The ECB hiked its interest rate on Thursday, with the market anticipating that’s the last rise this cycle. Ditto for the Fed, while rather optimistic pricing expects at least one more hike for the BOE.
But to see the full tightening impact of rate rises, we need to look at them in relation to inflation, i.e. real rates, which we can do using CPI fixing swaps.
This tells a tale of three central banks.
While the Fed’s real rate is expected to hold steady between 2-3% over the next year, the ECB’s is expected to rise quickly from ~-1% to +1% in the coming months, but then barely go much higher – and hit a much lower peak real rate than the Fed is expected to reach.
The BOE’s real rate is expected to see the most dramatic rise.
The UK, from having one of the lowest real rates at the moment, is expected to see it leapfrog the Fed and the ECB’s real rates in the coming months.
The BOE was always the bank that was at most risk of overtightening. The UK economy is fragile and sluggish, inflation is expected to mechanically fall further, yet real rates are currently expected to peak at +4% next year. Higher rates have already taken UK company insolvencies to near the highs they reached in the GFC.

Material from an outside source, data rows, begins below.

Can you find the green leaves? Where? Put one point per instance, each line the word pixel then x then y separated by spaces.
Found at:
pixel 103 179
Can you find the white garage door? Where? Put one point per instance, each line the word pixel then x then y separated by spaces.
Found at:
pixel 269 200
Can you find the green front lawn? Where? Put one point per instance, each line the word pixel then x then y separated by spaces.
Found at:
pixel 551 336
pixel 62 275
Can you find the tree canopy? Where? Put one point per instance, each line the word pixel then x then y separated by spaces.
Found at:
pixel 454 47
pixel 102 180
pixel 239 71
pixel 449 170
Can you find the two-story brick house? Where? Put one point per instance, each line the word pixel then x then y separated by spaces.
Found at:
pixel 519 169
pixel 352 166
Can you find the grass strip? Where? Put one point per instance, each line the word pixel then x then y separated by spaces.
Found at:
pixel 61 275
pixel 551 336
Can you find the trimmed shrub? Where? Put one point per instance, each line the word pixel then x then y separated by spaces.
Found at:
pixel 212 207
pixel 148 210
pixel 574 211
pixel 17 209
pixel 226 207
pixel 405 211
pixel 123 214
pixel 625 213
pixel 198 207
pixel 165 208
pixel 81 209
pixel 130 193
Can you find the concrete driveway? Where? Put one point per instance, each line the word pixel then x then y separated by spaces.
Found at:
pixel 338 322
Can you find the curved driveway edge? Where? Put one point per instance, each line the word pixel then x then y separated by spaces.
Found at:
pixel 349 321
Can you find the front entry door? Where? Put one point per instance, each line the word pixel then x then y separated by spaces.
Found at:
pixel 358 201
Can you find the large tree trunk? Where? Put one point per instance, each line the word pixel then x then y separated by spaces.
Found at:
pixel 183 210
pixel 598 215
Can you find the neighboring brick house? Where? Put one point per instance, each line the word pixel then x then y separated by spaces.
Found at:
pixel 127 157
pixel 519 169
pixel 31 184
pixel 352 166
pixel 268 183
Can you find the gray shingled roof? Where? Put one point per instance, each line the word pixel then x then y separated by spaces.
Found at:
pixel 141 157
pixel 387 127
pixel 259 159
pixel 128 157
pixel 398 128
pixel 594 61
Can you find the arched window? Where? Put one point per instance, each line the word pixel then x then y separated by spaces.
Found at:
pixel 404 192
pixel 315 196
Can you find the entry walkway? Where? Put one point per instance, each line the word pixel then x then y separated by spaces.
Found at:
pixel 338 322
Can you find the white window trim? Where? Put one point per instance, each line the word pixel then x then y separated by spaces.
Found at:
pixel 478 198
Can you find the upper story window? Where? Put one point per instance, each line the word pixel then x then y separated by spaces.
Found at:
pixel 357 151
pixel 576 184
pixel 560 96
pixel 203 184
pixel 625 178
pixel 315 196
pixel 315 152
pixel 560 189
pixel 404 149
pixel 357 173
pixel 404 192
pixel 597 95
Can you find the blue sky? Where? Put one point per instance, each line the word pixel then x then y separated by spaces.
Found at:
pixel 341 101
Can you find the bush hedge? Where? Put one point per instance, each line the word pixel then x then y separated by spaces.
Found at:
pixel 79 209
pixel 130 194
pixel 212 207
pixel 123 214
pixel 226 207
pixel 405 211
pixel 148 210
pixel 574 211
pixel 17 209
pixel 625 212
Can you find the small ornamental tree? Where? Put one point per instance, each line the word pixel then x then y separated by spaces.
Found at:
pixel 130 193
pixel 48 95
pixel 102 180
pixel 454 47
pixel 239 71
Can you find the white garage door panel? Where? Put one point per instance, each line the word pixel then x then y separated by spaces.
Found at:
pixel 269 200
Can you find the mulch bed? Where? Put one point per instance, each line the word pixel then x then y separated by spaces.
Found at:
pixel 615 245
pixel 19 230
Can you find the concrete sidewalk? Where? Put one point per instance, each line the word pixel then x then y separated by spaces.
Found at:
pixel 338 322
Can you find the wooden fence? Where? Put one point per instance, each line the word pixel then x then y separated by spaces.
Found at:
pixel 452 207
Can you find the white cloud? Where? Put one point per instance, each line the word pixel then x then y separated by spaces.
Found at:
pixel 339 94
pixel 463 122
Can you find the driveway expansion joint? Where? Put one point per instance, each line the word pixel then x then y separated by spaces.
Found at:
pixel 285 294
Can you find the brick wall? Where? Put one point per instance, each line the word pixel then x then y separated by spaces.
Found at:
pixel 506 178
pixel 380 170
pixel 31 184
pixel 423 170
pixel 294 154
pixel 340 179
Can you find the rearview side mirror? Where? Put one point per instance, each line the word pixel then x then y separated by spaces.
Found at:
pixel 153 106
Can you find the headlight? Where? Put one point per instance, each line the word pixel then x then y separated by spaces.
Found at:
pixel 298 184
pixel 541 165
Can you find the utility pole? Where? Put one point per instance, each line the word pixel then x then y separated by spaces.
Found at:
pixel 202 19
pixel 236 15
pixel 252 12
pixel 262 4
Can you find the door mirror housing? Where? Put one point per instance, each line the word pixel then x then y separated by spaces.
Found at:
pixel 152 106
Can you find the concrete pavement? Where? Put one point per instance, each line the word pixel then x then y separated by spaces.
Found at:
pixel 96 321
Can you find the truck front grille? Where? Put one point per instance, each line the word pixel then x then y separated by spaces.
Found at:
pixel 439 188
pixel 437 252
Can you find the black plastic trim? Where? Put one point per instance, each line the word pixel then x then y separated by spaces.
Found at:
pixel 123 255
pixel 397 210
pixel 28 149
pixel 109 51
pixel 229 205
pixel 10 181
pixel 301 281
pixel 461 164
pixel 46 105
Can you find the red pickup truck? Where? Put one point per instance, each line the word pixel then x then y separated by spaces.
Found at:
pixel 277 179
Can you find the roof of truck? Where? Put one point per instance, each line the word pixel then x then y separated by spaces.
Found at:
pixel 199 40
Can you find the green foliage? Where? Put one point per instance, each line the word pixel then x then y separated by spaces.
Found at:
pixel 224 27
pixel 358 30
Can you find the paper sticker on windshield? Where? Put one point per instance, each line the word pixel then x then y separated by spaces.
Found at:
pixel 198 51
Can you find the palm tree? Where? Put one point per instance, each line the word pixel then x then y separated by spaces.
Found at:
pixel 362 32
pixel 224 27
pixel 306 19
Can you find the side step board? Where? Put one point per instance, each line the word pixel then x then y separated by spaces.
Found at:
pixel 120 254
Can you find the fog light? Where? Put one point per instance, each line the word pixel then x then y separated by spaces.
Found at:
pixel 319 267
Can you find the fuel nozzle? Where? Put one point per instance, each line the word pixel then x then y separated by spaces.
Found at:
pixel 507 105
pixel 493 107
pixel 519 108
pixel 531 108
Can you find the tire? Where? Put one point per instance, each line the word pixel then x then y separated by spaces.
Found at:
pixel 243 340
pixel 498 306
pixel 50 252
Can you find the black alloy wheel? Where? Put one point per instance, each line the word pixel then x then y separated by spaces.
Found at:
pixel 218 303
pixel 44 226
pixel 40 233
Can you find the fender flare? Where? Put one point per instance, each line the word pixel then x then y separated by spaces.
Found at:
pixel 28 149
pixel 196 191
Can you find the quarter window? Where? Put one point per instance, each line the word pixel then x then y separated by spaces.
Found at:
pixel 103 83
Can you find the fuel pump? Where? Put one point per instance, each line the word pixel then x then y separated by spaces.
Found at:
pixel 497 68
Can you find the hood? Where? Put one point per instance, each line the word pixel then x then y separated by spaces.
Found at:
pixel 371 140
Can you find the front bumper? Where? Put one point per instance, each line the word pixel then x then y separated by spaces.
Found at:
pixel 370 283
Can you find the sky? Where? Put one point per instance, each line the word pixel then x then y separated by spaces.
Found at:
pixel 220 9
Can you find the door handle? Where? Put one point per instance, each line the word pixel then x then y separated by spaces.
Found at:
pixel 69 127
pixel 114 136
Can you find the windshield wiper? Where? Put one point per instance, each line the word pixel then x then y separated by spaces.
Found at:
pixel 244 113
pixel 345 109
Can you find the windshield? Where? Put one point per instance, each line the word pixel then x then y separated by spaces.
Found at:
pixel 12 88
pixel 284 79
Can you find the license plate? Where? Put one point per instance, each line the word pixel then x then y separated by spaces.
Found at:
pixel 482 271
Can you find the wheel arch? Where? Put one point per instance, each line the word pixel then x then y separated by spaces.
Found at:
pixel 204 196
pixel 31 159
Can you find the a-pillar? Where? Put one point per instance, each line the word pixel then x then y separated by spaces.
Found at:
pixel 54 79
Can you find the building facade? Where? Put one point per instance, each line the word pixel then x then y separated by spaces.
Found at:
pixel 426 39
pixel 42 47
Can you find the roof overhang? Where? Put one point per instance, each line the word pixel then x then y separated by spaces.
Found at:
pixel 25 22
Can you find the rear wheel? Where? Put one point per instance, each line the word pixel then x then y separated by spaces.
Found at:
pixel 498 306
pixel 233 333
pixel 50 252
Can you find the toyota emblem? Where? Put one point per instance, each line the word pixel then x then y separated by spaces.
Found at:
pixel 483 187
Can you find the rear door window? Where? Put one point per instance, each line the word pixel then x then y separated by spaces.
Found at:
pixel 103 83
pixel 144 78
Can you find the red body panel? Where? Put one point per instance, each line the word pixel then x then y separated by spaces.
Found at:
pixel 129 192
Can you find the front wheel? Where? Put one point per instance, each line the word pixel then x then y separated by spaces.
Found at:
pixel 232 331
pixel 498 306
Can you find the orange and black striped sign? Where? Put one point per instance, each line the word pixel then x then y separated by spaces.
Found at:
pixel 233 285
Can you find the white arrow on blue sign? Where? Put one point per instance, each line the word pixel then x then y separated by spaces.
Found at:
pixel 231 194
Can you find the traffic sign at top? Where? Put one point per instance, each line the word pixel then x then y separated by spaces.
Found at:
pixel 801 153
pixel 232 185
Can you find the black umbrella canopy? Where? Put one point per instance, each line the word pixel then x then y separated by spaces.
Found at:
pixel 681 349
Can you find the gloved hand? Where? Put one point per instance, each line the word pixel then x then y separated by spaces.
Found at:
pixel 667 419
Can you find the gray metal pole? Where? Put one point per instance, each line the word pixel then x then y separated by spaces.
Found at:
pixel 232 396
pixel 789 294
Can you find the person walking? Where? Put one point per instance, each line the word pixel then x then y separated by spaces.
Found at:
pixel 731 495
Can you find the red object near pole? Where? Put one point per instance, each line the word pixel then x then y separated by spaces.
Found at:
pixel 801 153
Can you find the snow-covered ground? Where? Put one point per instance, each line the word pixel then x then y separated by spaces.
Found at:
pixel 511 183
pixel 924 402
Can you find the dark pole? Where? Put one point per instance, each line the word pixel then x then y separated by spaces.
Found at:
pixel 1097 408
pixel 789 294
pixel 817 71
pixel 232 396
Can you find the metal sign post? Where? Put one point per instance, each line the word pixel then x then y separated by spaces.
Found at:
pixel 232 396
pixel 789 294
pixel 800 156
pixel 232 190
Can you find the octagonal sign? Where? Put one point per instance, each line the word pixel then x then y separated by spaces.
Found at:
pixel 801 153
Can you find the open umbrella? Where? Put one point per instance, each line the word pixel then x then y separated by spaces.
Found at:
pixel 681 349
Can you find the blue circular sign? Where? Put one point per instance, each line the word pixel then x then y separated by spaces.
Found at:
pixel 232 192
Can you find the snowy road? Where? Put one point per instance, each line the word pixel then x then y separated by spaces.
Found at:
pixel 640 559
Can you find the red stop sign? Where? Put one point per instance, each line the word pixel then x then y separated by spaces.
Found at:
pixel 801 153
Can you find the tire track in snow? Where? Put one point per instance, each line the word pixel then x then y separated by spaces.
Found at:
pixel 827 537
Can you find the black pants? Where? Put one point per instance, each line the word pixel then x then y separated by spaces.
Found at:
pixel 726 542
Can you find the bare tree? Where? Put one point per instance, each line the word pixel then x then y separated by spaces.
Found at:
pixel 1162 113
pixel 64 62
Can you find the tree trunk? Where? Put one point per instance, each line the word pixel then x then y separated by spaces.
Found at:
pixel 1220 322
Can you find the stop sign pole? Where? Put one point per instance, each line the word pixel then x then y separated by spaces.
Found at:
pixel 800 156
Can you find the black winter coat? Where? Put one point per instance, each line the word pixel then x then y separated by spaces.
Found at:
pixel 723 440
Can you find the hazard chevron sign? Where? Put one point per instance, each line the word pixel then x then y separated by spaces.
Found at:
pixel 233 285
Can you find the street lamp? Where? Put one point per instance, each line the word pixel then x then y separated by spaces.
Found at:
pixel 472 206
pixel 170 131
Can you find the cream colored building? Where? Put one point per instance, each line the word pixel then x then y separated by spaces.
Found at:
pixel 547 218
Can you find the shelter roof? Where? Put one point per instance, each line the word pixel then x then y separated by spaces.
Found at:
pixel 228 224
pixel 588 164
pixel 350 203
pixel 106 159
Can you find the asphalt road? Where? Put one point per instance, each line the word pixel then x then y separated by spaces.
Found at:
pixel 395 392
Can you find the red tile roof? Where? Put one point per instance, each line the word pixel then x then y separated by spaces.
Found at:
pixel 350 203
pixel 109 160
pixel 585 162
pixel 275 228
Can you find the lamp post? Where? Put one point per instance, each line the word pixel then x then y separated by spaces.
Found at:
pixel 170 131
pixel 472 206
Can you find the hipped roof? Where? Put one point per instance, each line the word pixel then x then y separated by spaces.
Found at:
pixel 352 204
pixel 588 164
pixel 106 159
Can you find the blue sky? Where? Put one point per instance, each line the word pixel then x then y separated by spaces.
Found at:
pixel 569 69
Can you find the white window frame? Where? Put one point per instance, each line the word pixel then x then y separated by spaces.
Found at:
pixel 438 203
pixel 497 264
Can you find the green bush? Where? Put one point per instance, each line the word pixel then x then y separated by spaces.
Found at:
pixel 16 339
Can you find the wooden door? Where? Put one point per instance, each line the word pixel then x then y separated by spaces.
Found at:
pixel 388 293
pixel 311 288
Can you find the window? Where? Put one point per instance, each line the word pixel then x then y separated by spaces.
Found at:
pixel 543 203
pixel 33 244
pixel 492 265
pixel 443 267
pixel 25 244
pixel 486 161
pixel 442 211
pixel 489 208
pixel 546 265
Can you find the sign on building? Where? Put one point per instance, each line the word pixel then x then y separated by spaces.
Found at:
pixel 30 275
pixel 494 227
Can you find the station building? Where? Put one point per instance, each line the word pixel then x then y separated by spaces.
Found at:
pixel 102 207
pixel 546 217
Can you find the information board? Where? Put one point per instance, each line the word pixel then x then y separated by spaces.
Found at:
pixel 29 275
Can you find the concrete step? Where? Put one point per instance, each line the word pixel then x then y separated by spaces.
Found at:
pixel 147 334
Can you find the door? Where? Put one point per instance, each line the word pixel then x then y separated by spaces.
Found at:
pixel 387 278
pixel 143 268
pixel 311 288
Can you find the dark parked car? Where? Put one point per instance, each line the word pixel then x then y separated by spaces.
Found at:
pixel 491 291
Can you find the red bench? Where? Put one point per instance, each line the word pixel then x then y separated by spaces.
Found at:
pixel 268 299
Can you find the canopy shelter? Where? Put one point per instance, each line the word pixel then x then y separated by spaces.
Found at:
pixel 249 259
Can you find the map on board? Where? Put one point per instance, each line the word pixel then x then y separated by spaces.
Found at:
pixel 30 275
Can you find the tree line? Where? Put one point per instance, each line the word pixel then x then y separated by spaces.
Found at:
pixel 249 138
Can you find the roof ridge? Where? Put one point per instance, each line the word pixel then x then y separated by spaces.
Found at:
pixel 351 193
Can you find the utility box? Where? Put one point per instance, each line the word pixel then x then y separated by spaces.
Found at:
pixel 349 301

The ECB was also at risk of overtightening. The euro-zone economy was fundamentally weaker than survey-based data was implying. Money growth remains one of the best leading indicators for European growth, and it has been unequivocally pointing down since last year. Growth will likely follow suit and weaken further.
Nonetheless, euro-zone CPI is very sensitive to oil prices, which are now rising. With the region expected to have the lowest real rates, the ECB is most at risk of having to tighten more.
A BOE that may find it has overtightened and an ECB that could find the opposite means the spread between UK and euro-zone short-term rates is prone to narrowing.